One strong controversy regarding machine learning is the use of governmental databases. For machine learning to work, a complex national database directory has to be created so that machines can be trained using these data. The Pros of governmental databases is that they can connect with each other, making data sharing easier. In addition, some scholar suggests that judges themselves can access to these databases as references to their current cases, which in turn overcomes some of their psychological biases. For example, collecting good base rate information and using it effectively can reduce representative heuristic because the statistics are right there.

These statistics can also combat anchoring, because judges have the exact access to numbers in similar cases. However, opponents claim that this would create big governments, violate civil liberties, and may themselves be inaccurate. For example, modern-day risk assessment tools are often driven by algorithms trained on historical data. And many correlations in these data are in fact, just correlations, and have no causations; for example, algorithms find that low income is correlated with high recidivism, but it would leave you none the wise about whether low income actually caused crime.

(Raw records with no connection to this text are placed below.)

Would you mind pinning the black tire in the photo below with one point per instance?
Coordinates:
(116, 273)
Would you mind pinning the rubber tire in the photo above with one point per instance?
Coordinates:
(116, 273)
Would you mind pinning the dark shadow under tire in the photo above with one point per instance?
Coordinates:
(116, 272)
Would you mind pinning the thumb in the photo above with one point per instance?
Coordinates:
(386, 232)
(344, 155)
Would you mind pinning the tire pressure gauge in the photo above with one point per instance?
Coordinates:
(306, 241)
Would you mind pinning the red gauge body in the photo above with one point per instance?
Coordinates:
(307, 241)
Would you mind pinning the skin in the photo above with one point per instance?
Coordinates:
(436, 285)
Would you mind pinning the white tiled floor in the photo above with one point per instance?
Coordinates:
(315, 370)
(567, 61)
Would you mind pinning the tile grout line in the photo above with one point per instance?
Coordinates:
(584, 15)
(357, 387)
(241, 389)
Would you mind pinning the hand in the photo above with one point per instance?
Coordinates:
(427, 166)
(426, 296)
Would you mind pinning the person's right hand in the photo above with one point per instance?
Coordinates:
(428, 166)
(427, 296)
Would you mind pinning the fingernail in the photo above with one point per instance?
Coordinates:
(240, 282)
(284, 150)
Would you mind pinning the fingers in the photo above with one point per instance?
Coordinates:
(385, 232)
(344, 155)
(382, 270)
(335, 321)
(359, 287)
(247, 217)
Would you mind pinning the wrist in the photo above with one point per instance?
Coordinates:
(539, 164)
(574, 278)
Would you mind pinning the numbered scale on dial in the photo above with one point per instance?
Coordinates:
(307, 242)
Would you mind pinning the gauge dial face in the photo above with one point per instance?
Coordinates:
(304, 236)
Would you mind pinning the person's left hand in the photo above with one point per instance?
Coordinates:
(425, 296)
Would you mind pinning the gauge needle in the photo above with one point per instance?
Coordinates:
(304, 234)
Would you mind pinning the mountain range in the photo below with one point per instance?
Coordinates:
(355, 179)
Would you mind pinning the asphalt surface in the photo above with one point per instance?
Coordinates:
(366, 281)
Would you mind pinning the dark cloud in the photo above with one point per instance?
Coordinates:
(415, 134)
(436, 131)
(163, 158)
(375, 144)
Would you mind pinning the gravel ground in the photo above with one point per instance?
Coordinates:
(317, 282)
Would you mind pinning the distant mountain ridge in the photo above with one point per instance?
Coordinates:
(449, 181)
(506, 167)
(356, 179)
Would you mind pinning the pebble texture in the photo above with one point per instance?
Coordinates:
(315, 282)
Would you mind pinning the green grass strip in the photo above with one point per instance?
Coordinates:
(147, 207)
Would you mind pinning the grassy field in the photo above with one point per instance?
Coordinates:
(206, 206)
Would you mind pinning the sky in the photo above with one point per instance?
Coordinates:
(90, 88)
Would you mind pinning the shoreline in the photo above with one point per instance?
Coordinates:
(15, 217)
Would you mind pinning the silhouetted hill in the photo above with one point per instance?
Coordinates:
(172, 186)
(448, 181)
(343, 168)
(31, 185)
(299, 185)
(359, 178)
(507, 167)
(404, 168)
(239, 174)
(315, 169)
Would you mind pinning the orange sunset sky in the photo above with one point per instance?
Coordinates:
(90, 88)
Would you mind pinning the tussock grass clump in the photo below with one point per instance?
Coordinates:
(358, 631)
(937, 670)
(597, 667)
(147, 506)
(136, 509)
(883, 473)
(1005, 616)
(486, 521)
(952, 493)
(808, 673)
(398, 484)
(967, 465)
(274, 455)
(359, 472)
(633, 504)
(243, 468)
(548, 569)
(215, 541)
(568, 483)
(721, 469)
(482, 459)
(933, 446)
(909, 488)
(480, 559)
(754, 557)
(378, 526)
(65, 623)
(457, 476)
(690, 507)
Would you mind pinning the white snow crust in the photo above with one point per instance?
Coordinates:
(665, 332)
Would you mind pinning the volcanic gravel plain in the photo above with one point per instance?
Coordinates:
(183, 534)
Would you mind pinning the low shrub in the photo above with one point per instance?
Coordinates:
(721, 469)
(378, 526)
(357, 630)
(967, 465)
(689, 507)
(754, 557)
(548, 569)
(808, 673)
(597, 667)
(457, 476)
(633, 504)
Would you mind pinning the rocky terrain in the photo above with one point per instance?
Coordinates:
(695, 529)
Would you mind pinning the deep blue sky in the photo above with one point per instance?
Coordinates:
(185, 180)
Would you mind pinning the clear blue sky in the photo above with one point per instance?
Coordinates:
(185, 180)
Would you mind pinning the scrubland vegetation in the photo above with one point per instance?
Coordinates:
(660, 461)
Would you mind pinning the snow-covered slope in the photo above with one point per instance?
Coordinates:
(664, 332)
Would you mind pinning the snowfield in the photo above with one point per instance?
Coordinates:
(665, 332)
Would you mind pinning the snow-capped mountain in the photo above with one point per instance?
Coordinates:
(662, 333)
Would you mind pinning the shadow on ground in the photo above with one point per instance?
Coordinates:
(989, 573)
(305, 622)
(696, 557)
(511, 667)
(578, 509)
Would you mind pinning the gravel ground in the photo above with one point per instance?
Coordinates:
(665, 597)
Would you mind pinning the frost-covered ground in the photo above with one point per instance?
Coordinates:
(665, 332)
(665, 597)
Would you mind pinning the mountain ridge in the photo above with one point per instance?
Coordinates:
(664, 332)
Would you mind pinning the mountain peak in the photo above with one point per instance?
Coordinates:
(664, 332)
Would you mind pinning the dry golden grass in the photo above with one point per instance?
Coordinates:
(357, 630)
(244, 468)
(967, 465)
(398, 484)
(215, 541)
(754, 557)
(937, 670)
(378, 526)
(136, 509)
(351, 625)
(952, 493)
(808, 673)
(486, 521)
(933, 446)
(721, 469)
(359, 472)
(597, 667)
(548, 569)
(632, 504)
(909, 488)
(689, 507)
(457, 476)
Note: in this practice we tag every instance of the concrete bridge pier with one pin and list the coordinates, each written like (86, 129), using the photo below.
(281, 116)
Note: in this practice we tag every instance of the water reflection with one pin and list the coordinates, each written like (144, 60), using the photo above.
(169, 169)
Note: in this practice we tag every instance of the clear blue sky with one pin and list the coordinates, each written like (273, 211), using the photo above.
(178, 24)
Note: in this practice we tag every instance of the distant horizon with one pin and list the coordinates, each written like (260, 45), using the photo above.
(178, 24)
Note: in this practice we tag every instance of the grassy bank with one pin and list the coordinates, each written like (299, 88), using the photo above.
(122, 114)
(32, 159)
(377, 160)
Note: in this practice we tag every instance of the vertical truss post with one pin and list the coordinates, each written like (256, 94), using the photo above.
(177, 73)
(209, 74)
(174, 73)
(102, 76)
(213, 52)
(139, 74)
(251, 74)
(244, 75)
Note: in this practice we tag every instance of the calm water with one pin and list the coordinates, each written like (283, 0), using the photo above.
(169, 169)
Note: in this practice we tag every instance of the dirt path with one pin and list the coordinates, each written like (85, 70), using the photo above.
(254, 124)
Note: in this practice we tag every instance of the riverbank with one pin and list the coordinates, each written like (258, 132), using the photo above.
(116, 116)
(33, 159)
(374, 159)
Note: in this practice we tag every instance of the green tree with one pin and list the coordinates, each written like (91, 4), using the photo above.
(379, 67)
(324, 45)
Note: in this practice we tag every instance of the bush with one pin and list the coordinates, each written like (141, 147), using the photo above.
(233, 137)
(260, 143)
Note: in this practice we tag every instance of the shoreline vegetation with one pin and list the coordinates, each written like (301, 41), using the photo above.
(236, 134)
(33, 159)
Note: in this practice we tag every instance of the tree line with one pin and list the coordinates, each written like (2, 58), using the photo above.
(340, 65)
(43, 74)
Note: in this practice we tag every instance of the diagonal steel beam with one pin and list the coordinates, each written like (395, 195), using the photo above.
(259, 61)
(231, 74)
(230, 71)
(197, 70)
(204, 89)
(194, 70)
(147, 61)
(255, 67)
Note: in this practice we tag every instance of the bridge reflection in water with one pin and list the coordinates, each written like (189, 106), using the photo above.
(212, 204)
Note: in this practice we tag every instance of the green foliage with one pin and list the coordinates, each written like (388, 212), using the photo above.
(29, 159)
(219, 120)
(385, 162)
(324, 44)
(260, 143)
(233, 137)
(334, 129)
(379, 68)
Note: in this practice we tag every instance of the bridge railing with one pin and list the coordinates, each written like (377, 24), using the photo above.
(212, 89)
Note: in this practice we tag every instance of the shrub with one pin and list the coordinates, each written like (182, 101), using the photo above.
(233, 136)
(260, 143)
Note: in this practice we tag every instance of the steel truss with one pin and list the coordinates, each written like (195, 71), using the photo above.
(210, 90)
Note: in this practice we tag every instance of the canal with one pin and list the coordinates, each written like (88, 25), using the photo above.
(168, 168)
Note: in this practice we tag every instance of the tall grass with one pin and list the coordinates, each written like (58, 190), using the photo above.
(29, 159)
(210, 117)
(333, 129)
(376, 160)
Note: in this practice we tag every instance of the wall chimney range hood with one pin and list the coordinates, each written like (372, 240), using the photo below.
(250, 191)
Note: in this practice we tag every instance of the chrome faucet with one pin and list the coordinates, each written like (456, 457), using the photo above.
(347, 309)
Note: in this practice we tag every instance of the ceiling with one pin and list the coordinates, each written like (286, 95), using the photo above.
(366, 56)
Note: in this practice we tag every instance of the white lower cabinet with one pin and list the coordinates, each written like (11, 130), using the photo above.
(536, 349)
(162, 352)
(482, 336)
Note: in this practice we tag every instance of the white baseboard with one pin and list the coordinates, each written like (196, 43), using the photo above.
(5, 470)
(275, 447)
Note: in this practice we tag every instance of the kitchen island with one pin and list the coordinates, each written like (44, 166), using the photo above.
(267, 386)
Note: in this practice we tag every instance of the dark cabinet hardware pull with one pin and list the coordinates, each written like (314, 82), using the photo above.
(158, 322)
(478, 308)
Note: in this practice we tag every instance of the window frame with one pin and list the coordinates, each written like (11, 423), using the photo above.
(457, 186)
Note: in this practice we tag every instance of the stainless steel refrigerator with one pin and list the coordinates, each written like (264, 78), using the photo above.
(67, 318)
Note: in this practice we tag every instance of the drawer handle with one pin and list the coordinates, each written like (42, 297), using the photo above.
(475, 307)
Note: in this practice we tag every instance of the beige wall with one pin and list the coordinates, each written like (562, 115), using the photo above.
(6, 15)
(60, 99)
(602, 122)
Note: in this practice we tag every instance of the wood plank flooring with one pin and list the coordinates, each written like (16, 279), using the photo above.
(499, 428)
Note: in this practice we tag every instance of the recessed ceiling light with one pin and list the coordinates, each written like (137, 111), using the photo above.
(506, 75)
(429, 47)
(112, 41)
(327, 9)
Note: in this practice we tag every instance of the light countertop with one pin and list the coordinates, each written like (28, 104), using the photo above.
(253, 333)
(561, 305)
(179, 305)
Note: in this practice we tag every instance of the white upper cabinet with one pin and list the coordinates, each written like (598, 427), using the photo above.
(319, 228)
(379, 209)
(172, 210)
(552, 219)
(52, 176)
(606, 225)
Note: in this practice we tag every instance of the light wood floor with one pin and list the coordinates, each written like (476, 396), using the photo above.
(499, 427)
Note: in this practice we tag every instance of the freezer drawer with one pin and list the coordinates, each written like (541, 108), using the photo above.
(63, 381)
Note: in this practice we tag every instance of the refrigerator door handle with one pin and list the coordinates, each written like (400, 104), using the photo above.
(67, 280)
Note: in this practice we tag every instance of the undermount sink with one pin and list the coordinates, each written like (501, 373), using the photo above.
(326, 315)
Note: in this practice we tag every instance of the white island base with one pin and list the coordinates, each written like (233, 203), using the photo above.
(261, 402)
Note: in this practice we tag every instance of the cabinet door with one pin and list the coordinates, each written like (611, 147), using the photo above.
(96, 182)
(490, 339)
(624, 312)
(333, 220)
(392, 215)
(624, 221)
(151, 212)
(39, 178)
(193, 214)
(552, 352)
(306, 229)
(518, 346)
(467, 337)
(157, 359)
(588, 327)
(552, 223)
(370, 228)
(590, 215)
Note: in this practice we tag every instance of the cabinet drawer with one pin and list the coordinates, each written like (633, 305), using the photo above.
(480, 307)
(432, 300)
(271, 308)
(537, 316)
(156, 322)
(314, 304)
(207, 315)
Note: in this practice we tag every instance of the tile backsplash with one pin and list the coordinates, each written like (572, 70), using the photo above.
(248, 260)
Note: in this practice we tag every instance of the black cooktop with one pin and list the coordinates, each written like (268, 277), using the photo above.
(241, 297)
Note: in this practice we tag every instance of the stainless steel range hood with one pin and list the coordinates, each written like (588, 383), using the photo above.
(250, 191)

The opposition is fierce. Last July, more than 100 civil rights and community-based organizations, including the ACLU and the NAACP, signed a statement urging against the use of risk assessment tools. At the same time, more and more jurisdictions and states, including California, have turned to them in a hail-Marry effort to fix their overburdened jails and prisons. Some critics also point out that if prior judicial decisions are biased, then the database should therefore be biased as well. This can be countered because a comprehensive database uses averages, which would eliminate negligible confounding data. In summary, we still have a long way to go to realize machine learning and AI to play a larger role in the judiciary, but the future still seems bright.

Even if robotic judges are not adopted, machine learning and other modern technology can also be used in other ways. Using AI, training programs could be targeted toward judges to help them learn how to use the hearing process to better advantage, founded on the belief that simply alerting the judges to the fact that their behavior is highly predictable in ways may indicate unfairness, and may be sufficient to change their behavior.